Информация к размышлению – ИТТ (1927 – 1940)
Судьбы людей зависят от крутых поворотов исторического развития в такой же мере, как нравственные категории, определяющие моральный облик человека, выдвинутого – силою закономерностей и случайностей – к лидерству в том или ином регионе мира; это же распространяется на деятелей науки, бизнеса, культуры, ибо политика невозможна вне и без этих ипостасей общественной и деловой жизни планеты.
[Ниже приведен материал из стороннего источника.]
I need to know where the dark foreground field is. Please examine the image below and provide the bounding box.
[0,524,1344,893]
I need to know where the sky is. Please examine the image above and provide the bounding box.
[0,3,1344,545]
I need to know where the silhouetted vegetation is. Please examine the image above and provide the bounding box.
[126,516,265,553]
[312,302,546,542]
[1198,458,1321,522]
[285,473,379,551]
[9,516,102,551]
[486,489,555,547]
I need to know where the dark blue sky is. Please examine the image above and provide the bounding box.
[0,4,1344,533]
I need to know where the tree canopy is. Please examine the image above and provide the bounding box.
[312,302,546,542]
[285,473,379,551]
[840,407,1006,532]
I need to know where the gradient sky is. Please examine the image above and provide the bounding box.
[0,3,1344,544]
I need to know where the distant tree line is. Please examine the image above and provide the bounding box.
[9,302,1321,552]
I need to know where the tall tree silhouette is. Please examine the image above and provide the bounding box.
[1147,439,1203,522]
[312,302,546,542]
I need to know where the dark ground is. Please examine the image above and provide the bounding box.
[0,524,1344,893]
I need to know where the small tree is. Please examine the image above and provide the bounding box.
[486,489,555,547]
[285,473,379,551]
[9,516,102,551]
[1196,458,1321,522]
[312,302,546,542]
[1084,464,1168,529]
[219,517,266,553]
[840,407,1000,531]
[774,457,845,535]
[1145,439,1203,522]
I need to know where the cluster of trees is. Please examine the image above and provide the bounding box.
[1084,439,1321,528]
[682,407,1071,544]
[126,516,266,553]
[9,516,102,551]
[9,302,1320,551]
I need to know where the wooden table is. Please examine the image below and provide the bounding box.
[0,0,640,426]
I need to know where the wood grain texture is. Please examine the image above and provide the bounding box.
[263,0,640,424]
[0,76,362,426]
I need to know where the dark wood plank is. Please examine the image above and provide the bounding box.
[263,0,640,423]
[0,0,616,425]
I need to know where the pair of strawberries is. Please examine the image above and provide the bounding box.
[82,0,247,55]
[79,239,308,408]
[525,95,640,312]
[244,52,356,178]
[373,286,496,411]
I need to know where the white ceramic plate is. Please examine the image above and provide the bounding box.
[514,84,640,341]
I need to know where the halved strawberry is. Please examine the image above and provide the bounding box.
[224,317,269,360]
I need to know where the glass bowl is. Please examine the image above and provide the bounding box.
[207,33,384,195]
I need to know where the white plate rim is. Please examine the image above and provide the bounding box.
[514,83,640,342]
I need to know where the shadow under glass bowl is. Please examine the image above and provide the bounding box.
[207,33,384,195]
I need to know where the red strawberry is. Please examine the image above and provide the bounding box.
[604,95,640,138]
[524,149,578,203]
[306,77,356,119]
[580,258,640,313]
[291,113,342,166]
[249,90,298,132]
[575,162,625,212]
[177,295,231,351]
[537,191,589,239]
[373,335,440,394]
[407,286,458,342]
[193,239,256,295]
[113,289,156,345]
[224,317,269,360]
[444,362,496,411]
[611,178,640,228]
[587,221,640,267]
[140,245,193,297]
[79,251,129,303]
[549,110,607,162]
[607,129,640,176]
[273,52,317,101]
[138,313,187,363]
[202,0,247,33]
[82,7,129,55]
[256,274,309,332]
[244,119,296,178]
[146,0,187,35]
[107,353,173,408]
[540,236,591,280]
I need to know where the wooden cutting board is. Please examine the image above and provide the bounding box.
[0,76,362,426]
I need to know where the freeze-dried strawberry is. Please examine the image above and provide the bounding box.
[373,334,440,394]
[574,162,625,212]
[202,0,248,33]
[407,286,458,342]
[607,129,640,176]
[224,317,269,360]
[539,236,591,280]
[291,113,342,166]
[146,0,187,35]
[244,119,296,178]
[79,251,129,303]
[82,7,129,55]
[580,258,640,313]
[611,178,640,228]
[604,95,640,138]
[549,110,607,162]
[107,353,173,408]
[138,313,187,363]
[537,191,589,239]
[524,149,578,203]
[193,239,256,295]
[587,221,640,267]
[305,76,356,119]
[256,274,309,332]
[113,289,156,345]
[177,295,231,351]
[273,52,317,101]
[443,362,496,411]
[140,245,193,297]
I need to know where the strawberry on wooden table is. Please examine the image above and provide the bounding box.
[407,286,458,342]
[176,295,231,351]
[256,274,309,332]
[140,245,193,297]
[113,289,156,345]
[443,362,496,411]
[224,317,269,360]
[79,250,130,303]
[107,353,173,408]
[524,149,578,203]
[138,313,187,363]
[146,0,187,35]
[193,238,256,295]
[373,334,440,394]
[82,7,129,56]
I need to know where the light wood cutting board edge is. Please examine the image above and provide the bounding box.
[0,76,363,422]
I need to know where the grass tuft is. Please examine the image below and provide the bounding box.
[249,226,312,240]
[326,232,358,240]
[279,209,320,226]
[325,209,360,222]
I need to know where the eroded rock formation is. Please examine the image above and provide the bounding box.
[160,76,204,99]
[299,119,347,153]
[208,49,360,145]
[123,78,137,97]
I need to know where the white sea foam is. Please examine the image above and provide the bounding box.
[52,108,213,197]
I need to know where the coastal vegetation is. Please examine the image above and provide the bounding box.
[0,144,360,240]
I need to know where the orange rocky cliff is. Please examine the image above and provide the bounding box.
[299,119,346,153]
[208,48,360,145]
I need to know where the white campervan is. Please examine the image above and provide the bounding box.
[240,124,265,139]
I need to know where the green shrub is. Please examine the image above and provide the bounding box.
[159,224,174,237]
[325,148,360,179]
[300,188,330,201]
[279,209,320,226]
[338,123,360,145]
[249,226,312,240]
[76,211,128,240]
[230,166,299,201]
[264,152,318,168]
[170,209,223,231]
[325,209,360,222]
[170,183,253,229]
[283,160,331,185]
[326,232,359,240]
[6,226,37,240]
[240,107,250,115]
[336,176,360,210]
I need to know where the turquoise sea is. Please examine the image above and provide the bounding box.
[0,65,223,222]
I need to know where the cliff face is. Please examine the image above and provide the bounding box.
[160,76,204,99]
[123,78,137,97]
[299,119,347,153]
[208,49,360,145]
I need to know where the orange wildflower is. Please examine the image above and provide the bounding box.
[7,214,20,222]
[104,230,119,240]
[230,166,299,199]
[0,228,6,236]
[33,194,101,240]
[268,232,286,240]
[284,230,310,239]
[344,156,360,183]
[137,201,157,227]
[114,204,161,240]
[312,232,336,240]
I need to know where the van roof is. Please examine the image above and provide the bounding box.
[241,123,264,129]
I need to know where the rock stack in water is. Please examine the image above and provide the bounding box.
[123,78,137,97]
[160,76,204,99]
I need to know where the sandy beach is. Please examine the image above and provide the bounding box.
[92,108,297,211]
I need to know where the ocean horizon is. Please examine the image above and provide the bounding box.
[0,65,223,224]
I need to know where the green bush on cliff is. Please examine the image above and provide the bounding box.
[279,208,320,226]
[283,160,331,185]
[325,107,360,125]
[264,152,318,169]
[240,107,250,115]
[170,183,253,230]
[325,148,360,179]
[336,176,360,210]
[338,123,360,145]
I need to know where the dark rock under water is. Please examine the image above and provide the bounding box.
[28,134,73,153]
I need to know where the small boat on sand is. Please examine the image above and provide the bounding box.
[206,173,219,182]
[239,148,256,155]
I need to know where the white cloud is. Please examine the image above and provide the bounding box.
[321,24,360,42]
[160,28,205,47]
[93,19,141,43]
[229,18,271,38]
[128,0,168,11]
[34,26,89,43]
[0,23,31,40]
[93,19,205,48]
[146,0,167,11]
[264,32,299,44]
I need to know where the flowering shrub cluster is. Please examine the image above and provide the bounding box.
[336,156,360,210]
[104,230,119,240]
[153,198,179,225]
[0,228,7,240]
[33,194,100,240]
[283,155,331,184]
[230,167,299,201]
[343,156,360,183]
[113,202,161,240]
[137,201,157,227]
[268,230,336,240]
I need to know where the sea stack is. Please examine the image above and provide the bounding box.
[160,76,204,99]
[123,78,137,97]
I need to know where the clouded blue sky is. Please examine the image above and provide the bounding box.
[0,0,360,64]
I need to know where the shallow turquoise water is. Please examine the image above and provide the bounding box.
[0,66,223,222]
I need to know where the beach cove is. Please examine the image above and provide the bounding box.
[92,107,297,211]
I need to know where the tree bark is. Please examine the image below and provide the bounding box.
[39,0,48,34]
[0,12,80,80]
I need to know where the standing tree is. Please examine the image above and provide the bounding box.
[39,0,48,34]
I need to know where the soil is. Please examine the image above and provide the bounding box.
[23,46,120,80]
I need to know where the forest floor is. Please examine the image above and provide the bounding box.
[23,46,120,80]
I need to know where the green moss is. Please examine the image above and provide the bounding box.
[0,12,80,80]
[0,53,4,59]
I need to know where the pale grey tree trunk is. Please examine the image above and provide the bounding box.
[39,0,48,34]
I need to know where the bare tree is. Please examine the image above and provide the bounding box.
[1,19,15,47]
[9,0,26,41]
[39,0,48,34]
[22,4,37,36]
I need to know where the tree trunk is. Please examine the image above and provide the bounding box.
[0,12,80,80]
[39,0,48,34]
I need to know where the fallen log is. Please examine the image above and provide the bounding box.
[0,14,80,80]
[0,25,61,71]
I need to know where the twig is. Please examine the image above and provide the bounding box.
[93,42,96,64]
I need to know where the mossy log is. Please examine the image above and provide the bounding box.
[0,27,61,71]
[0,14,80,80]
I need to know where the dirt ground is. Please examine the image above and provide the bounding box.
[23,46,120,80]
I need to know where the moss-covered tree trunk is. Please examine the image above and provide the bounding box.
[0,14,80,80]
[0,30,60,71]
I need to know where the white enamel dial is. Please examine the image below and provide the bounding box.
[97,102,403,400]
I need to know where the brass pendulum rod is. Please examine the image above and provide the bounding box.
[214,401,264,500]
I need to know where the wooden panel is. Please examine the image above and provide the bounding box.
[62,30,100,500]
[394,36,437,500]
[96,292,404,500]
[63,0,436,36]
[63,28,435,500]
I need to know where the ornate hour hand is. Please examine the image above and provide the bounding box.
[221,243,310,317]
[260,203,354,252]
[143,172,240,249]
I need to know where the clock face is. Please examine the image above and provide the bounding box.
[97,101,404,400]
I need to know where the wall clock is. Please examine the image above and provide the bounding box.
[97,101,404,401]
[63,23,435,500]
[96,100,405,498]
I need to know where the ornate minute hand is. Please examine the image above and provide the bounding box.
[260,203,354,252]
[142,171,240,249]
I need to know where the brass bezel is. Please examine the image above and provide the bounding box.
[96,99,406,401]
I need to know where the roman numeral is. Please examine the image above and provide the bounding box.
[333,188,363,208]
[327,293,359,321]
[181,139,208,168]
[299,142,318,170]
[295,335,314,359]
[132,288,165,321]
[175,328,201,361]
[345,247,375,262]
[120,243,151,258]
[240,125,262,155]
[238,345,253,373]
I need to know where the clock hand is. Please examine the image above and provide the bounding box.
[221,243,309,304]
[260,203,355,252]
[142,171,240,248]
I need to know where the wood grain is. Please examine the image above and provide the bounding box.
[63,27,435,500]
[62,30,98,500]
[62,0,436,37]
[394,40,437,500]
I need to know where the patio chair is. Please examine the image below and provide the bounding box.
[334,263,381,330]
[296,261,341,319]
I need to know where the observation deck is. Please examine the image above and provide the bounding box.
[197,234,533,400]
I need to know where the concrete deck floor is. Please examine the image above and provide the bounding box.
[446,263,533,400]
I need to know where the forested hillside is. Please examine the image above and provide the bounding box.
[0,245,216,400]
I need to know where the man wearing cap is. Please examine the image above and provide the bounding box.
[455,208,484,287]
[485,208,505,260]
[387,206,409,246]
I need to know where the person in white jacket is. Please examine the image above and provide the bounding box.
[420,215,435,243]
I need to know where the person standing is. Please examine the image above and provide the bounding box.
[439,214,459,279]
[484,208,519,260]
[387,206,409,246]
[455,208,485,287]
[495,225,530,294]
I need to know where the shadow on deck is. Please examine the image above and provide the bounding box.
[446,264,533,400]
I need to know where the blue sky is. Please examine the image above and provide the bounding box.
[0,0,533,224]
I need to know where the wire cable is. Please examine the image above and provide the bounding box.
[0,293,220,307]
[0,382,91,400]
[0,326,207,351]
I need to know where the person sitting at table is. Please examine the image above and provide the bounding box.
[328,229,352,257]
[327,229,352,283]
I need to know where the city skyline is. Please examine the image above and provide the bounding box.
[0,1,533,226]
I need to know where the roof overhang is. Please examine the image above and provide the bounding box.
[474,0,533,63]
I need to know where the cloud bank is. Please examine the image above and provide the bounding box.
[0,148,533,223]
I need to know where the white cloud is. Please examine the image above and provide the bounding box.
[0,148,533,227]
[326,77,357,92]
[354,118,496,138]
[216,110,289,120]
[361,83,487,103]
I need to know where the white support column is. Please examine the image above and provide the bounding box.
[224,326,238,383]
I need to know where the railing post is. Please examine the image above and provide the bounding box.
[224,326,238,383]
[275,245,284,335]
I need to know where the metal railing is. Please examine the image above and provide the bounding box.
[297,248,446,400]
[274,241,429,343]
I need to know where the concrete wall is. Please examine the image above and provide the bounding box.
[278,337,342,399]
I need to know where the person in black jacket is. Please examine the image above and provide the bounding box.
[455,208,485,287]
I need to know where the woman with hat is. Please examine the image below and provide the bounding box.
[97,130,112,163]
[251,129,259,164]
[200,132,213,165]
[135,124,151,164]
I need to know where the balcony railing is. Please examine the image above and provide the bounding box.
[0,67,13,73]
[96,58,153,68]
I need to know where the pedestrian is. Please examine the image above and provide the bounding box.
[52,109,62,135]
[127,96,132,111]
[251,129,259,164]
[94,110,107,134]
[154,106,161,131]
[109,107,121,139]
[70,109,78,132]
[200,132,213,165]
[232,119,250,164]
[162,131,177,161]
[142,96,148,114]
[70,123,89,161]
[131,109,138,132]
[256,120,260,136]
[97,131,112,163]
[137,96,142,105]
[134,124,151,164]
Быть бы Сосенсу Бену блестящим филологом, не начнись первая мировая война. Действительно, сын датчанина и француженки, он с детства владел языками родителей; поскольку отец его был почетным консулом Франции на Виргинских островах, юноша легко выучил немецкий и английский, ибо острова были перевалочной базой судов – не только, понятно, рыболовецких. Отец отправил Сосенса на Корсику, мальчик должен знать диалект , на котором говорил великий император; лишь после этого он разрешил ему переехать в Париж; там молодой Бен присматривал себе тему для защиты звания магистра, но в это именно время Белый дом уплатил Дании тридцать миллионов долларов, Виргинские острова сделались собственностью Соединенных Штатов, а Сосенс – их гражданином. Именно это дало ему возможность отправиться в Пуэрто-Рико, начать там торговлю сахаром, присматриваясь к тому, что происходит на его новой родине; а происходил тогда бум в средствах связи; гораздые на просчет выгоды северные американцы быстрее всех поняли, сколь важен телефон в системе дела , объединяющего страну не словом, но общенациональным узлом бизнеса.
Сразу же после войны Бен организовал маленькую компанию с претенциозным названием: «Интернэйшнл телефон энд телеграф» со штаб-квартирой в Пуэрто-Рико и на Кубе. Там, научившись в совершенстве испанскому, он обкатался , и в двадцать третьем году, после путча испанского диктатора Примо де Риверы, пригласившего иностранные монополии принять участие в реконструкции страны («наша революция, – говорил Примо де Ривера, – стала возможной лишь потому, что братья в Италии во главе с дуче фашизма Муссолини доказали свою жизнестойкость»), оказался в Мадриде.